Clinicians caring for patients with NF1 should have a high index of suspicion for GH excess given the increased comorbidities associated with a delayed diagnosis [25]. Usually, children with clinical features of NF1, particularly café-au-lait spots, which develop in infancy in >95% of individuals [69], and a positive family history, can be identified within the first year of life. However, since many of the features of NF1 increase in frequency with age, and most children meet the diagnostic criteria for NF1 by age eight [70], the diagnosis of NF1 could be missed, particularly in sporadic cases affecting younger children [71]. In this study, five patients were diagnosed with GH excess before the age of 8 years, with a delay of 2.6 ± 1.8 years from the initial diagnosis of NF1. Thus, the diagnosis of GH excess in NF1 should be suspected in children with accelerated linear growth, clinical features of gigantism, such as enlargement of the hands and feet, soft-tissue thickening, prognathism, coarse facial features, and presence of an OPG, or worsening of clinical features, such as neurofibromas, pain or endocrinopathies in the context of NF1 [25]. Adults with GH excess and NF1 may also present with progressive clinical or coarse features suggestive of acromegaly, or worsening neurofibromas, pain or endocrinopathies [25]. It is important to note that short adult height is an important characteristic of NF1 [72]. Thus, clinicians should not be deterred from evaluating short patients with NF1 for GH excess. Conversely, patients with NF1 carrying large heterozygous deletions involving NF1 and contiguous genes lying in its flanking regions are tall [73], although some patients with NF1 and tall stature (>90th percentile) could have a central nervous system tumor [72]. In children and adults with NF1, GH excess is confirmed with high levels of IGF-1, IGF-binding protein 3, and lack of GH suppression to levels <1 ng/mL, during OGTT [25]. Serial overnight GH (and prolactin) sampling—albeit difficult to perform since requiring specialized centers—is helpful in the workup of GH excess, particularly in cases where the initial testing of GH excess is not informative. Thus, minimizing future endocrine morbidity through early recognition and diagnosis remains an important aspect of managing patients with NF1.

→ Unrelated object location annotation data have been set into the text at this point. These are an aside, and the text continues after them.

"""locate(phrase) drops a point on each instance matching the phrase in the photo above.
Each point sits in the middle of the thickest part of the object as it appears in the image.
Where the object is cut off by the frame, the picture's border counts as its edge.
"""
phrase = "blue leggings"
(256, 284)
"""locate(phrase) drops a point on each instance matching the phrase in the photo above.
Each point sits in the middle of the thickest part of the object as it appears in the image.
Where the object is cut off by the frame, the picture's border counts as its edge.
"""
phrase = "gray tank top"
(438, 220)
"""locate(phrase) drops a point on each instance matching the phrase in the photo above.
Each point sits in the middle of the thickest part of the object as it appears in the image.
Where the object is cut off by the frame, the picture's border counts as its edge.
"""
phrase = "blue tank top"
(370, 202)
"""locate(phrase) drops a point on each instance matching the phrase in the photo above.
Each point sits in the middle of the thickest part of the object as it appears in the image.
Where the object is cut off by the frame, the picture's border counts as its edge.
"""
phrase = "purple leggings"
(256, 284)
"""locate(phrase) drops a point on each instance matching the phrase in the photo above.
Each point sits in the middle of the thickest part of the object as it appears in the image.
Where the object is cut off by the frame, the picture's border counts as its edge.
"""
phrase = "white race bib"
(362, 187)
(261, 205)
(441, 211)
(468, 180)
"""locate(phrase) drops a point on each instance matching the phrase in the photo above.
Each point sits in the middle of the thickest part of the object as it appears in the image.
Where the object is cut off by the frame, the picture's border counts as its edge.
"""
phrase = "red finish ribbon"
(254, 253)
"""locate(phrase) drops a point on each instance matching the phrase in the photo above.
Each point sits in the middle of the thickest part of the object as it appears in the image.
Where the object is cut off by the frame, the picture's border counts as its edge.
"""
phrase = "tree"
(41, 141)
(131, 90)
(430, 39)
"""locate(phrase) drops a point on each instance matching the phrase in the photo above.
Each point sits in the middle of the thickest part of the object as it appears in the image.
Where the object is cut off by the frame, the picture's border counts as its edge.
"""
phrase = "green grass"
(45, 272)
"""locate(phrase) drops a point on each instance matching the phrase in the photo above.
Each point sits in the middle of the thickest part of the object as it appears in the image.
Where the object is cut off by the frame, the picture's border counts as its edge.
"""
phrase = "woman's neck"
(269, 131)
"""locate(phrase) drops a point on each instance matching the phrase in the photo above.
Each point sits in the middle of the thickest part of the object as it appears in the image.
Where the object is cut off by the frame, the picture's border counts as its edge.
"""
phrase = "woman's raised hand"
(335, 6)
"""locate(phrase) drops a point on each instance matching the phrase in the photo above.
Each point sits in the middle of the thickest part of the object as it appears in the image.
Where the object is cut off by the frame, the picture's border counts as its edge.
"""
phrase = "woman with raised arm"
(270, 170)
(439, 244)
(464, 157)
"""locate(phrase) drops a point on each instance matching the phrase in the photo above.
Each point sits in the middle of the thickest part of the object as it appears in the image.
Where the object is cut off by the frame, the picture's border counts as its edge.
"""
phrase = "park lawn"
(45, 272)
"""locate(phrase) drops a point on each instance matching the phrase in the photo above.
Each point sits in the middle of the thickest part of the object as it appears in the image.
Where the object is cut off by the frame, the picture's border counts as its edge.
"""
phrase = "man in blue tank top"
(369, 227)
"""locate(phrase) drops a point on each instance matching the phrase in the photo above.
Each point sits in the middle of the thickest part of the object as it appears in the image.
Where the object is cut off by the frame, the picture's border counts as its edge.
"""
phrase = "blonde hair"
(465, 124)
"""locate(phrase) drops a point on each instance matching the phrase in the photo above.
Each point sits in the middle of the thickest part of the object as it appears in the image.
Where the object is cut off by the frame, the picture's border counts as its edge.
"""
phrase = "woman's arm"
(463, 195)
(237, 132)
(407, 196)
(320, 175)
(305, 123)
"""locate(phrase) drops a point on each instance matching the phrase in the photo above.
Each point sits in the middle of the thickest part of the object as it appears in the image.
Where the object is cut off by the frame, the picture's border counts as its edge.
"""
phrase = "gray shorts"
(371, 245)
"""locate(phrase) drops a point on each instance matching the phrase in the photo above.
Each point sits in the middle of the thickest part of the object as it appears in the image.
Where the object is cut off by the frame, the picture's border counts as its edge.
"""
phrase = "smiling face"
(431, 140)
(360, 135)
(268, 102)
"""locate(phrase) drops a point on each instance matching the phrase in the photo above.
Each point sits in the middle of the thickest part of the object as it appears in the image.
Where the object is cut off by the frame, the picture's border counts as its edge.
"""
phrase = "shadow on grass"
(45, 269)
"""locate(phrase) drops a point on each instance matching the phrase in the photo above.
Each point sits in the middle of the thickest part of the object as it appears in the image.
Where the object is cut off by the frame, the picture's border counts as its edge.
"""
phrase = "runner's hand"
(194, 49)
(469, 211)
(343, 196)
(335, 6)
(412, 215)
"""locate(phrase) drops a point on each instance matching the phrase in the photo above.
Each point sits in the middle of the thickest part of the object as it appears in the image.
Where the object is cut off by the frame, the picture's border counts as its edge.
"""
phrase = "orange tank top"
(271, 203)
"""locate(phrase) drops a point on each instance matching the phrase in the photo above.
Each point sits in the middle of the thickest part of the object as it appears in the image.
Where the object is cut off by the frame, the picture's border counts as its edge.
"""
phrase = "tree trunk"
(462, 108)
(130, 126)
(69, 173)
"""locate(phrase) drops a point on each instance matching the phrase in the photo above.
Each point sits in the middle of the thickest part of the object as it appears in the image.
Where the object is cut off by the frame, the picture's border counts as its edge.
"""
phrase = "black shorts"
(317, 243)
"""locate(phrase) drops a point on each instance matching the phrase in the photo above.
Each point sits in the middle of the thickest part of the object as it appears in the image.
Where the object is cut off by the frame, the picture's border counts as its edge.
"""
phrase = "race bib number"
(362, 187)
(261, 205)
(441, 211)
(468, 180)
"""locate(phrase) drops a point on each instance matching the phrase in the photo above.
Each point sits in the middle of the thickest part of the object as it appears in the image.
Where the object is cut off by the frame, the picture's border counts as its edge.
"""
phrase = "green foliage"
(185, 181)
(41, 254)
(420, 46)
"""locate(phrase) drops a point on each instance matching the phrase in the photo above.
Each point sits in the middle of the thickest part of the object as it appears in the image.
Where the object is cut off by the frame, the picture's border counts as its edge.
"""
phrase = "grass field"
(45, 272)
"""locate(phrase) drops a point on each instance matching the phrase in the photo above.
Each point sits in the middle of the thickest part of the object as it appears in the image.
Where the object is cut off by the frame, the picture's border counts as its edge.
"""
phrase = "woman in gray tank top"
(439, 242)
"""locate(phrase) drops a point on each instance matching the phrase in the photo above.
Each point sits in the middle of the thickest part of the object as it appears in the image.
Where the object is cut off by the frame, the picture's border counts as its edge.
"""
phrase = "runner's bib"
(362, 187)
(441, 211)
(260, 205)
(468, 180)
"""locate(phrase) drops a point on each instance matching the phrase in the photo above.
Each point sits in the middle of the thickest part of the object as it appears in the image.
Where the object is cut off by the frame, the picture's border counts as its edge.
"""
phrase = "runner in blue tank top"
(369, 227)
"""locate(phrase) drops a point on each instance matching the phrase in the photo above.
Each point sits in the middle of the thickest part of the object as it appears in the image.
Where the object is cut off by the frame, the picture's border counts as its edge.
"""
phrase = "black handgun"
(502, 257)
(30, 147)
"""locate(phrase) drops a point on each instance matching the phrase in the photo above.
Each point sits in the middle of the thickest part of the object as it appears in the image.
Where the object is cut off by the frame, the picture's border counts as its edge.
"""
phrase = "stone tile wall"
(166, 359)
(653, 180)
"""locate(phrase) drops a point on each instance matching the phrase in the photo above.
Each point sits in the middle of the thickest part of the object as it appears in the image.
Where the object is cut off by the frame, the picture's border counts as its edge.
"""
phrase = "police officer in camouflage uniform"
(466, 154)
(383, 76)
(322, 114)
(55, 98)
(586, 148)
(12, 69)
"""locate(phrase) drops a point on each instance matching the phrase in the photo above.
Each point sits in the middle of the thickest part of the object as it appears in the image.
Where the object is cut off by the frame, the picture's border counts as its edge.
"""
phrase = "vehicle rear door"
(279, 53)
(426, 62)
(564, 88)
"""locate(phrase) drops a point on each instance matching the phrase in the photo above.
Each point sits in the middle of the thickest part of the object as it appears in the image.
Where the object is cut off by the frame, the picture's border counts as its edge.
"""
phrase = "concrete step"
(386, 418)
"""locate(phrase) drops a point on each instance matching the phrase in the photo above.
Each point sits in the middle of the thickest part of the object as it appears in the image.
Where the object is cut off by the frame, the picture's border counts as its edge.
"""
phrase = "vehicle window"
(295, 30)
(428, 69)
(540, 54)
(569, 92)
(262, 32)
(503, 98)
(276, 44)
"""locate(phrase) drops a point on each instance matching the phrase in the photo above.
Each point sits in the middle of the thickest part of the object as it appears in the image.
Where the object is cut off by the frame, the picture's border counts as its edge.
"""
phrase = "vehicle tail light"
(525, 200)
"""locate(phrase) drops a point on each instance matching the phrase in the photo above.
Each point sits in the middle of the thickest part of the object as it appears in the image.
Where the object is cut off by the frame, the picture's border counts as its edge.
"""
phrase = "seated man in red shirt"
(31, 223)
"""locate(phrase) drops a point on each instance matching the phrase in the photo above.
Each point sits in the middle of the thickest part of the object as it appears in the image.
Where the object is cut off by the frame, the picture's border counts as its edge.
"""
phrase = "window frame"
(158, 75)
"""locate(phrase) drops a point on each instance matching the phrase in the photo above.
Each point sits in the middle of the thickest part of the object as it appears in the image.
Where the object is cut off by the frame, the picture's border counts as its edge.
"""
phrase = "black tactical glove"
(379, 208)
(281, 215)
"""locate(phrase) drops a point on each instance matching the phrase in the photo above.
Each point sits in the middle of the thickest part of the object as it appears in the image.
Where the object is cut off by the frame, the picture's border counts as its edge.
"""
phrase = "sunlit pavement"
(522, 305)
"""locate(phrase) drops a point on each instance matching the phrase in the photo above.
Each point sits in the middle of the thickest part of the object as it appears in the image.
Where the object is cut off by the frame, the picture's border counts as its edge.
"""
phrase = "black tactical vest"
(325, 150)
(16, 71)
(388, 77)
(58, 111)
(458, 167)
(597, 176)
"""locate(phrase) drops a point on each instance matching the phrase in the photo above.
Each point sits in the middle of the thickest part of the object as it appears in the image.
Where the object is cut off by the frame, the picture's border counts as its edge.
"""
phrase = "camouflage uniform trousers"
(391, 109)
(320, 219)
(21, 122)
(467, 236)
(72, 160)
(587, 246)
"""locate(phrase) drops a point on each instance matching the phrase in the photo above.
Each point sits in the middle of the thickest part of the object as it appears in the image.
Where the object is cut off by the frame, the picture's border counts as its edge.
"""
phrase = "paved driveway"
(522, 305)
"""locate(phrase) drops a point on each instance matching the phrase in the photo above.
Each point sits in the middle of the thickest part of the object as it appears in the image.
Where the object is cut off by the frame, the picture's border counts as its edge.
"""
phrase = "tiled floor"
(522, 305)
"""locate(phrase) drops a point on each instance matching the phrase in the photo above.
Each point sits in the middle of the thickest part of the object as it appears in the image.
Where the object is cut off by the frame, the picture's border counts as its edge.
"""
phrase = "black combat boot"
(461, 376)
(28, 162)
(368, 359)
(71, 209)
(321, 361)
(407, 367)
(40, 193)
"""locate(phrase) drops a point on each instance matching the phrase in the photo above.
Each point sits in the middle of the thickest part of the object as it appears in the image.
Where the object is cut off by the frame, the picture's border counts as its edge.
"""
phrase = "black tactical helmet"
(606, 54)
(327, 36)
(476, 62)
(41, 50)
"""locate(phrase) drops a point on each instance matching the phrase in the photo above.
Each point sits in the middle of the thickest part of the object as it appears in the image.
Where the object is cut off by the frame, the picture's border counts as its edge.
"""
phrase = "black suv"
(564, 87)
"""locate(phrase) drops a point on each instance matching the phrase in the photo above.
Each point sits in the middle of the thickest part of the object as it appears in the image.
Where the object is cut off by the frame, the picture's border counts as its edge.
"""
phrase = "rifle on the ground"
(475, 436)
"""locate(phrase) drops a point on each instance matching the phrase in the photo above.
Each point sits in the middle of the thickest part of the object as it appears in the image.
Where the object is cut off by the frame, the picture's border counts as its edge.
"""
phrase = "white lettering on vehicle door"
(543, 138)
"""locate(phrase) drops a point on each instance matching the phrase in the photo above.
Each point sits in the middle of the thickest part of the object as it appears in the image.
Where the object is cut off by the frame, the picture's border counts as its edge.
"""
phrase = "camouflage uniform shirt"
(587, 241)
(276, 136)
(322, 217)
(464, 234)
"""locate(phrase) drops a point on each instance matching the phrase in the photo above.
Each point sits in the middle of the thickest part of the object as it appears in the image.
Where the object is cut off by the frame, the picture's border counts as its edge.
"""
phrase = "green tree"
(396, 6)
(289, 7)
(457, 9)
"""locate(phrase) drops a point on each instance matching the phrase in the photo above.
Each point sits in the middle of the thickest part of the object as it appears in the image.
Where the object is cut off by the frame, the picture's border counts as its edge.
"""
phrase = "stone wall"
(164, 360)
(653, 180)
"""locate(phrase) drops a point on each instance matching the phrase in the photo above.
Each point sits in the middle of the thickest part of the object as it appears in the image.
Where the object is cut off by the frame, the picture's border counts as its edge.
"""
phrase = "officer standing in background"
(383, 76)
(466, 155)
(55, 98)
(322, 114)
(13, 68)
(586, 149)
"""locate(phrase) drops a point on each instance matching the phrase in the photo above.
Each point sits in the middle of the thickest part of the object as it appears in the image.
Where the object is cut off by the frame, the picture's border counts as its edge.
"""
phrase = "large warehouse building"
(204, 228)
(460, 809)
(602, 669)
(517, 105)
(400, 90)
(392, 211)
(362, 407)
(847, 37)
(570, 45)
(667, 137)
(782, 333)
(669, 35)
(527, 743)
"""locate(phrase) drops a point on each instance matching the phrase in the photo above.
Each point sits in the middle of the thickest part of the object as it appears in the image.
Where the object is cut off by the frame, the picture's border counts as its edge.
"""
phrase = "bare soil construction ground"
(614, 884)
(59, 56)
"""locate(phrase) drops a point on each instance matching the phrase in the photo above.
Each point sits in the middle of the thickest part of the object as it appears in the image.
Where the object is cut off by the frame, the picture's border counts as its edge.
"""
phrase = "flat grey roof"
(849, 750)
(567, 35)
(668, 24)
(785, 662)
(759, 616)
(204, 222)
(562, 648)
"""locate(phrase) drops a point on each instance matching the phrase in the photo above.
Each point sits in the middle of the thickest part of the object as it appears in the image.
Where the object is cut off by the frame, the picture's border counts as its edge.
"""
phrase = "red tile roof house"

A limitation of this study is that our retrospective case series is not representative of the whole population of patients with NF1, with or without and OPG. Hence, we cannot estimate the prevalence or incidence of GH excess in NF1 patients or confirm previous estimates [14,16].

5. Conclusions

We performed in this paper a comprehensive evaluation of pediatric and adult patients with NF1 and GH excess. Although the pathophysiology of GH excess in NF1 remains to be elucidated, we presented novel insights into potential pathogenetic mechanisms. Our study suggests that pituitary lesions, including somatotroph and/or somato-lactrotroph tumor or hyperplasia, might be an under recognized cause of GH excess in NF1. Additionally, GPR101, an orphan GPCR important for brain and pituitary development and implicated in X-LAG, was overexpressed in one OPG. Further studies are required to ascertain the functional link between NF1, GH excess and GPR101, in patients with this condition.